The neural network has 3 layers: input, hidden and output. with layout 784-800-10. That's enough to reach 92% accuracy on the dataset.
The repo contains a subset of MNIST dataset with 32k samples, 1k used for validation and the rest for training.
In case you don't have a GPU, you can train the neural network using the CPU:
make cpu
If you have CUDA hardware, nvcc (CUDA Toolkit) is required:
make cuda
Just by using a naive implementing of the matrix dot operation with CUDA I got a 28x speedup. The idea is not use libraries like cuBLAS, and so on, but to implement the operations from scratch.
After compiling, you can run the neural network:
./train.bin
It will run gradient descent with 1000 iterations and print the accuracy of the neural network using sampled test data.
- This is a very simple implementation, not production level quality.
- I'm no C/CUDA expert, so it may not be as fluent.

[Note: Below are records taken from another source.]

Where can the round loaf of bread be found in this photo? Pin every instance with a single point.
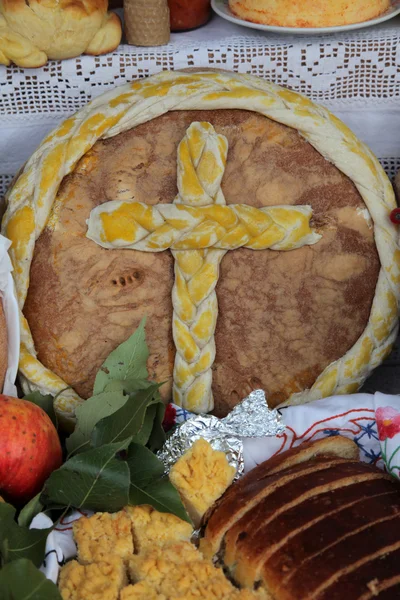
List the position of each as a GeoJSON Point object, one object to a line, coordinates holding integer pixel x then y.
{"type": "Point", "coordinates": [3, 346]}
{"type": "Point", "coordinates": [283, 316]}
{"type": "Point", "coordinates": [250, 296]}
{"type": "Point", "coordinates": [308, 13]}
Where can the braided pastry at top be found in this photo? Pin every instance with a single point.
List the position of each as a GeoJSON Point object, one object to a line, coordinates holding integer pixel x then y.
{"type": "Point", "coordinates": [198, 228]}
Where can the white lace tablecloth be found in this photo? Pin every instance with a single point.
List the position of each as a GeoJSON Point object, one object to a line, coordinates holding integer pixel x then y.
{"type": "Point", "coordinates": [354, 74]}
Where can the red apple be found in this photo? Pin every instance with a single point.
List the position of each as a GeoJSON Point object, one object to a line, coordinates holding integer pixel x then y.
{"type": "Point", "coordinates": [30, 449]}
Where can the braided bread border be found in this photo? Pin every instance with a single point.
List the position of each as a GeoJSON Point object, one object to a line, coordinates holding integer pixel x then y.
{"type": "Point", "coordinates": [31, 199]}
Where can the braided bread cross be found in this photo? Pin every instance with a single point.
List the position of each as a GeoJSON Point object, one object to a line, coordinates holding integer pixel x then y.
{"type": "Point", "coordinates": [198, 228]}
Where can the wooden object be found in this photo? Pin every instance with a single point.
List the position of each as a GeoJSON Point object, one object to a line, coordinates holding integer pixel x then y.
{"type": "Point", "coordinates": [146, 22]}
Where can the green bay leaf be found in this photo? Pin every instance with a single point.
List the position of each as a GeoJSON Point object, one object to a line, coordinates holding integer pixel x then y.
{"type": "Point", "coordinates": [160, 494]}
{"type": "Point", "coordinates": [20, 542]}
{"type": "Point", "coordinates": [30, 510]}
{"type": "Point", "coordinates": [131, 420]}
{"type": "Point", "coordinates": [95, 480]}
{"type": "Point", "coordinates": [128, 361]}
{"type": "Point", "coordinates": [157, 436]}
{"type": "Point", "coordinates": [21, 580]}
{"type": "Point", "coordinates": [127, 385]}
{"type": "Point", "coordinates": [89, 414]}
{"type": "Point", "coordinates": [144, 466]}
{"type": "Point", "coordinates": [46, 403]}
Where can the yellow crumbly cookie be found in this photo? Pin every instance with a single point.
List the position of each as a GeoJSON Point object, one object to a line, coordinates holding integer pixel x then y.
{"type": "Point", "coordinates": [141, 591]}
{"type": "Point", "coordinates": [152, 528]}
{"type": "Point", "coordinates": [97, 581]}
{"type": "Point", "coordinates": [156, 564]}
{"type": "Point", "coordinates": [103, 535]}
{"type": "Point", "coordinates": [201, 476]}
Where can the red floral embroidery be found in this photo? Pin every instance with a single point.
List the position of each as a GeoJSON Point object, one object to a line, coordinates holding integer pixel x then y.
{"type": "Point", "coordinates": [169, 417]}
{"type": "Point", "coordinates": [388, 422]}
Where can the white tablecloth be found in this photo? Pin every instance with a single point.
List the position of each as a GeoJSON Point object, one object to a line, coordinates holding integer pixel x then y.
{"type": "Point", "coordinates": [355, 74]}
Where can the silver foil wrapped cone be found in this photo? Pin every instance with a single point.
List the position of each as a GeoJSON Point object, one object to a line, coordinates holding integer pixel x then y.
{"type": "Point", "coordinates": [249, 419]}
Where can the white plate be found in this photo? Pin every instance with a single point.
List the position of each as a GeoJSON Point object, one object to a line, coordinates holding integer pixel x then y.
{"type": "Point", "coordinates": [221, 7]}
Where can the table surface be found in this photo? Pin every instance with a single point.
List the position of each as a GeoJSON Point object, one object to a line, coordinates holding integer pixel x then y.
{"type": "Point", "coordinates": [356, 74]}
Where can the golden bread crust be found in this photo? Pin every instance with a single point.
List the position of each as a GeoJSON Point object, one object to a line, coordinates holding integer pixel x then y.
{"type": "Point", "coordinates": [283, 317]}
{"type": "Point", "coordinates": [3, 346]}
{"type": "Point", "coordinates": [308, 13]}
{"type": "Point", "coordinates": [35, 31]}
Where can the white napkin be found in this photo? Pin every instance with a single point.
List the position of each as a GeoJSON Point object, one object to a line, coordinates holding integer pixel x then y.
{"type": "Point", "coordinates": [372, 421]}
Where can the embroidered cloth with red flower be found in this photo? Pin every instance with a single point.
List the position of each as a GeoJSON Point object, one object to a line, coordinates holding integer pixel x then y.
{"type": "Point", "coordinates": [388, 424]}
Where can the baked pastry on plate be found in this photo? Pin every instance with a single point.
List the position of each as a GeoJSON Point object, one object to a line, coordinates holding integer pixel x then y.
{"type": "Point", "coordinates": [286, 262]}
{"type": "Point", "coordinates": [308, 13]}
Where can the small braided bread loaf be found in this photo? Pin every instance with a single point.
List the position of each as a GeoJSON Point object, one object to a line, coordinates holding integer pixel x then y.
{"type": "Point", "coordinates": [33, 32]}
{"type": "Point", "coordinates": [199, 229]}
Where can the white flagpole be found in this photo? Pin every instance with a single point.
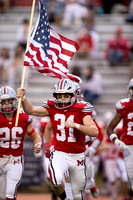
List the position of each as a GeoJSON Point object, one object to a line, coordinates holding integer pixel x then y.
{"type": "Point", "coordinates": [24, 70]}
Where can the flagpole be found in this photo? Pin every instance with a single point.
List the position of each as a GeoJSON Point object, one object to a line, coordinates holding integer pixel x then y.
{"type": "Point", "coordinates": [24, 69]}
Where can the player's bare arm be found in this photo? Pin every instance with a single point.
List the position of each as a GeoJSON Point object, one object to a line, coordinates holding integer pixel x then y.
{"type": "Point", "coordinates": [114, 122]}
{"type": "Point", "coordinates": [36, 138]}
{"type": "Point", "coordinates": [28, 107]}
{"type": "Point", "coordinates": [88, 127]}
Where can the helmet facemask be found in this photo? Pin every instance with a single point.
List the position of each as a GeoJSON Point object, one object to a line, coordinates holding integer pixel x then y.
{"type": "Point", "coordinates": [65, 86]}
{"type": "Point", "coordinates": [8, 100]}
{"type": "Point", "coordinates": [61, 104]}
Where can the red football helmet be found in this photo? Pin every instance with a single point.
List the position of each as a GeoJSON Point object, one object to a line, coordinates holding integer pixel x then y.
{"type": "Point", "coordinates": [8, 93]}
{"type": "Point", "coordinates": [130, 89]}
{"type": "Point", "coordinates": [65, 86]}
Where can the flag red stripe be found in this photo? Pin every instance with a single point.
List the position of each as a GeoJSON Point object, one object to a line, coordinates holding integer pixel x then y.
{"type": "Point", "coordinates": [63, 51]}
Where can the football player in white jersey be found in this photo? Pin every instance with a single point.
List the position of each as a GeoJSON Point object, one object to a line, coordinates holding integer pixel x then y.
{"type": "Point", "coordinates": [71, 121]}
{"type": "Point", "coordinates": [124, 111]}
{"type": "Point", "coordinates": [11, 142]}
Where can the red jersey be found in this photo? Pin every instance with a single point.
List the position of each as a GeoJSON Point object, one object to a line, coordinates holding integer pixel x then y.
{"type": "Point", "coordinates": [69, 140]}
{"type": "Point", "coordinates": [125, 108]}
{"type": "Point", "coordinates": [11, 137]}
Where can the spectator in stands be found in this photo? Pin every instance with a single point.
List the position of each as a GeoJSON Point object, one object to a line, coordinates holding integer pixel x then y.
{"type": "Point", "coordinates": [5, 62]}
{"type": "Point", "coordinates": [130, 12]}
{"type": "Point", "coordinates": [16, 68]}
{"type": "Point", "coordinates": [5, 5]}
{"type": "Point", "coordinates": [96, 6]}
{"type": "Point", "coordinates": [74, 12]}
{"type": "Point", "coordinates": [22, 33]}
{"type": "Point", "coordinates": [92, 84]}
{"type": "Point", "coordinates": [118, 48]}
{"type": "Point", "coordinates": [85, 43]}
{"type": "Point", "coordinates": [89, 23]}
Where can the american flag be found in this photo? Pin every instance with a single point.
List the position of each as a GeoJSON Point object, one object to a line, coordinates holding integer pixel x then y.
{"type": "Point", "coordinates": [49, 52]}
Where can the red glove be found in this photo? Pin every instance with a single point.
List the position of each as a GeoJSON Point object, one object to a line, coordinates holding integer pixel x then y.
{"type": "Point", "coordinates": [47, 149]}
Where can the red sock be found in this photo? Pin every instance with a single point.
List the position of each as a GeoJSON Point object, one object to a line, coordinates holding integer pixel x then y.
{"type": "Point", "coordinates": [93, 189]}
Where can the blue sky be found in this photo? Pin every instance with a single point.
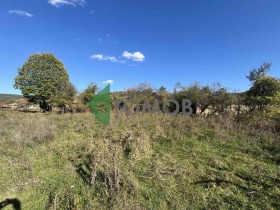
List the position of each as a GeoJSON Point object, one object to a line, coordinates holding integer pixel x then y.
{"type": "Point", "coordinates": [129, 42]}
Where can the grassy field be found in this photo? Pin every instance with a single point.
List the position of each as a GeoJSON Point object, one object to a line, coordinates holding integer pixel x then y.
{"type": "Point", "coordinates": [71, 161]}
{"type": "Point", "coordinates": [9, 98]}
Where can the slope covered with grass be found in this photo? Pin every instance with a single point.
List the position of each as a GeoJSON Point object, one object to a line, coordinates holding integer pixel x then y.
{"type": "Point", "coordinates": [9, 98]}
{"type": "Point", "coordinates": [143, 162]}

The code was based on a Python tutorial, and I wanted to port to another language from scratch. Go was the first option because of its simplicity and performance. And the second step was to port to C++ with CUDA to leverage the GPU.
After porting the code from Python to Go, I didn't get the expected results, my gradient descent was getting worse and worse.
To fix that first I had to have deterministic results for both implementations, so I pre-trained on python and dumped the parameters in JSON, so I could reuse them on Go. Then I did debugging on both languages, parameter by parameter looking for bugs
That didn't work at scale, so I had to build a tool to compare the outputs of both implementations, so I created what I called "memstate" in both, which worked similarly to a memory dump, so I could compare the state of the network at any given time
I choose a third language (JS) to rule possible issues floating-point implementations and slowly started increasing the size of inputs to see the differences and once spotted I resorted back to manual debugging
Finally I was able to catch a few bugs, one of them was my softmax implementation, that was built by porting np.sum
, not python's builtin sum
and that was the root cause :)